All spruced up as he sat facing Marr across a polished table in some grand drawing room, we were reminded again that Enda fancies himself a bit, and our fears deepened. Yet he got a break when they decided to show President McAleese at the banquet in Dublin Castle saying "wow!" when she heard the Queen saying something in Irish.
The "wow!" moment is now accepted by many of us, as the single most embarrassing incident in the history of Ireland in peacetime. And Kenny, even at the top of his eejitry game, will never come close to it. He's good, but he's not that good.
Yet he had to talk about it, to Marr. He couldn't just let it go, and hope that nobody noticed. And one of the traits of the incorrigible eejit is that he will not regard a display of eejitry in others as a warning sign. On the contrary, he will often try to out-do it.
So this would be a severe challenge for Kenny, for all of us. He told Marr about the excellence of the Queen's Irish pronunciation, not quite connecting with the reality that the Queen has been doing this sort of thing for about 50 years, saying "hello" in the local lingo to the assembled ruling class, mere protocol.
Yet on the McAleese scale it must be seen as a relatively restrained response from Kenny, one of great appreciation rather than open-mouthed awe, and I guess we should be grateful for this.
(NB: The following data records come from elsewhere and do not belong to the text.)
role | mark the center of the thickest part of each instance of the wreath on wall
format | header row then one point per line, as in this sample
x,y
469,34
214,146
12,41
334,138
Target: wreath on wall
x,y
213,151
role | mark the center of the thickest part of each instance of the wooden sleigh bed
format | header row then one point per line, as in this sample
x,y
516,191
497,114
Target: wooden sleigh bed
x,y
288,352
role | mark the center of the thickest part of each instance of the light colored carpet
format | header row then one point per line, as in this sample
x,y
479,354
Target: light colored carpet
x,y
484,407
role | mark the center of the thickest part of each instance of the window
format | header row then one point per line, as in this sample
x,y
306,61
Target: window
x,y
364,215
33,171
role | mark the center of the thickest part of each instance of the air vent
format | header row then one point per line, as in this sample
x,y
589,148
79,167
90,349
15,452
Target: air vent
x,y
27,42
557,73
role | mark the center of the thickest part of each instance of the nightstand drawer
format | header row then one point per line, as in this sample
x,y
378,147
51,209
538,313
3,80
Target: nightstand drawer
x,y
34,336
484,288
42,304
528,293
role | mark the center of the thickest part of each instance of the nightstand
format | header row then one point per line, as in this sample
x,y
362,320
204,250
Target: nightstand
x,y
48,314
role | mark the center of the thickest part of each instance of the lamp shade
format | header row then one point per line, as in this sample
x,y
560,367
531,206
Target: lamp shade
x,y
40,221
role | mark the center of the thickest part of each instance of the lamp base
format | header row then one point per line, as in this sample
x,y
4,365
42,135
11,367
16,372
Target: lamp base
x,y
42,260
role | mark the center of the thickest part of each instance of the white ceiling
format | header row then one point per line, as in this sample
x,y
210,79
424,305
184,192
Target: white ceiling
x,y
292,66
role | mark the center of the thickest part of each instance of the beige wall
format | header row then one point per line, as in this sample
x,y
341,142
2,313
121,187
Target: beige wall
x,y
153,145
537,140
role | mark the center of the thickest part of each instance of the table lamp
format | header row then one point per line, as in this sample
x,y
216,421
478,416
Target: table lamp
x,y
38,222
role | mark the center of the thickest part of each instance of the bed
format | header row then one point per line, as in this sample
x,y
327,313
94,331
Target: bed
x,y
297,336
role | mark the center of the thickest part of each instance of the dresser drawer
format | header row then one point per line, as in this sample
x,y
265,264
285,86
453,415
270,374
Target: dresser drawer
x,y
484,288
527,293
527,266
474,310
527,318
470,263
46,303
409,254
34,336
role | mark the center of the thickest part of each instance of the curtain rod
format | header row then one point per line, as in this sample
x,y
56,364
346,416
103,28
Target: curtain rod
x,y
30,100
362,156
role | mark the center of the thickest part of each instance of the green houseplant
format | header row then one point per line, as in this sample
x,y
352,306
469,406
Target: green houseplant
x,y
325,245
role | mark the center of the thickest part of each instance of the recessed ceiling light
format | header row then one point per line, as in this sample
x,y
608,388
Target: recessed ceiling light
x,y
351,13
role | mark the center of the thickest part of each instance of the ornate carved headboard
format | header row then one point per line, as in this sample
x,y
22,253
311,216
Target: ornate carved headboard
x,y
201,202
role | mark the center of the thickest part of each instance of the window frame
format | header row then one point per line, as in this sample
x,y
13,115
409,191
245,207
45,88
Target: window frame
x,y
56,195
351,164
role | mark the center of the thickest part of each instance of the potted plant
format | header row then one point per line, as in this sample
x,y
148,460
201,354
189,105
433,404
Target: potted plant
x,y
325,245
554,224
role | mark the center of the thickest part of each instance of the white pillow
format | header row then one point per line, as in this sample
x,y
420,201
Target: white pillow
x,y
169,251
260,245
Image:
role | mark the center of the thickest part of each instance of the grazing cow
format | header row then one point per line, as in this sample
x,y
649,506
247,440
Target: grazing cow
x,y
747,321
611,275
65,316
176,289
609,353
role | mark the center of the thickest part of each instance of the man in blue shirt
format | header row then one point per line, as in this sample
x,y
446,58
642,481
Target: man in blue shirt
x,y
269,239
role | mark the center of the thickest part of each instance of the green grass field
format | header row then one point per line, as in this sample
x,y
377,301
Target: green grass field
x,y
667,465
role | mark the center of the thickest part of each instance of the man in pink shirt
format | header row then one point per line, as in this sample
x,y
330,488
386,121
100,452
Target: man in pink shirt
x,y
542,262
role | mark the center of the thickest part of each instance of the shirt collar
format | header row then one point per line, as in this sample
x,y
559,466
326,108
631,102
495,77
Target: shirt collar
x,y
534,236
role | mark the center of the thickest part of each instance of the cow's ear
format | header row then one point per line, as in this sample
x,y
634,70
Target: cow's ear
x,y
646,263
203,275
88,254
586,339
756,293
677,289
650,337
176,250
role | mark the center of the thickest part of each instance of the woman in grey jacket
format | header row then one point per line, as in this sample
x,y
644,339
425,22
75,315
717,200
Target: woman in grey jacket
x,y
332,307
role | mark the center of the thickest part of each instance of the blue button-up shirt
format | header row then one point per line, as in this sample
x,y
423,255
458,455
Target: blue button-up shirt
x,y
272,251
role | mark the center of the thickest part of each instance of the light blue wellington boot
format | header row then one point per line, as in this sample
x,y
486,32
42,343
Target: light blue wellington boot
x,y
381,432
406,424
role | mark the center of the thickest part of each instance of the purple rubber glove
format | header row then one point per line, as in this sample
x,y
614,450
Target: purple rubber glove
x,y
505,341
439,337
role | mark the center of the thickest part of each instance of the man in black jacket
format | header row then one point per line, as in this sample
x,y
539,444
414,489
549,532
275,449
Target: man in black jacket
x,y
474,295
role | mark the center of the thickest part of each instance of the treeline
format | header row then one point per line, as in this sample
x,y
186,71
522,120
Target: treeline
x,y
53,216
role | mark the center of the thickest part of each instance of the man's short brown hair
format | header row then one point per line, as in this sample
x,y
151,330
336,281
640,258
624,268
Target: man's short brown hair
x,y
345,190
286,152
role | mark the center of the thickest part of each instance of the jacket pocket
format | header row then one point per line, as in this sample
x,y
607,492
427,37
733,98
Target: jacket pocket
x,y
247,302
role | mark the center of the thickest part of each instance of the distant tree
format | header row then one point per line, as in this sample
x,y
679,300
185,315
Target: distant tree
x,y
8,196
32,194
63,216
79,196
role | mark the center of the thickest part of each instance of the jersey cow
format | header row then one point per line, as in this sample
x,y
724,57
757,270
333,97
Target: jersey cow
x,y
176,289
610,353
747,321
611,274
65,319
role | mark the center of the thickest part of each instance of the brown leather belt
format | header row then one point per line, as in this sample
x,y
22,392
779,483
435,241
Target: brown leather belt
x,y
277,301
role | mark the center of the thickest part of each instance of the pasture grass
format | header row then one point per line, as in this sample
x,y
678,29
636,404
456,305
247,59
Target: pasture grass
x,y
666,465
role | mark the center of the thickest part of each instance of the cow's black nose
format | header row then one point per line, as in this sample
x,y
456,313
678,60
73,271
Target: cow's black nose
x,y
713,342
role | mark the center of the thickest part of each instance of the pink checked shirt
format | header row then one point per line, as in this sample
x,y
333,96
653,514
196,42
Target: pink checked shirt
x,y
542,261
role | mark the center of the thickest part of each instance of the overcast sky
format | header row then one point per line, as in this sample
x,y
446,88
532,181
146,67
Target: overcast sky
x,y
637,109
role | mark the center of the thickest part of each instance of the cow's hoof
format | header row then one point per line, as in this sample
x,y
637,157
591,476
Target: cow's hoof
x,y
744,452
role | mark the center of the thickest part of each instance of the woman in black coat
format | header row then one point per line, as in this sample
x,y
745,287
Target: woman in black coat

Always we should praise any effort by an Irishman to curb his natural instincts in these situations.
AND most encouragingly, In Bed With the Irish was almost entirely free of eejitry. In fact it is totally unbelieveable that this could be said of a programme featuring several Irish couples sitting up in bed talking about a wide range of personal issues. But that's what I'm telling you here, improbable though it seems.
I had assumed that I could fill this column with images of Paddy letting himself go, with tragic consequences, but instead it was all pretty level-headed stuff. Mostly they seemed to be friendly, intelligent people, who were prepared to let a TV camera into their bedrooms and to tell
us that they don't have as much time for sex these days as they did before they had children -- but nothing too theatrical, no line that would live in infamy.
While our leaders still live largely in the land of eejitry, it would appear that the situation on the ground, as it were, may be stabilising.
ENCOURAGING too, that the French seem to be getting into the eejitry game in a big way -- certainly if poor Paddy had called off an international match with everyone in the stadium waiting for kick-off, the world would not let him forget it. And Paddy would not let himself forget it either.
As I watched the guys from both teams on the pitch shooting the breeze, arranging to meet later for drinks, I remembered again why rugby doesn't matter. And yet my heart went out to them.
I was back again on that terrible day in August 1997, when the news broke that Liverpool's match had been cancelled, due to the death of Princess Diana. Some of us argued bitterly on that day that a minute's silence -- or even two minutes -- would have sufficed, and perhaps now our vision may be seen as the sanest.
But that game was called off anyway, leaving wounds that will never heal.
I wouldn't wish it on my worst enemy.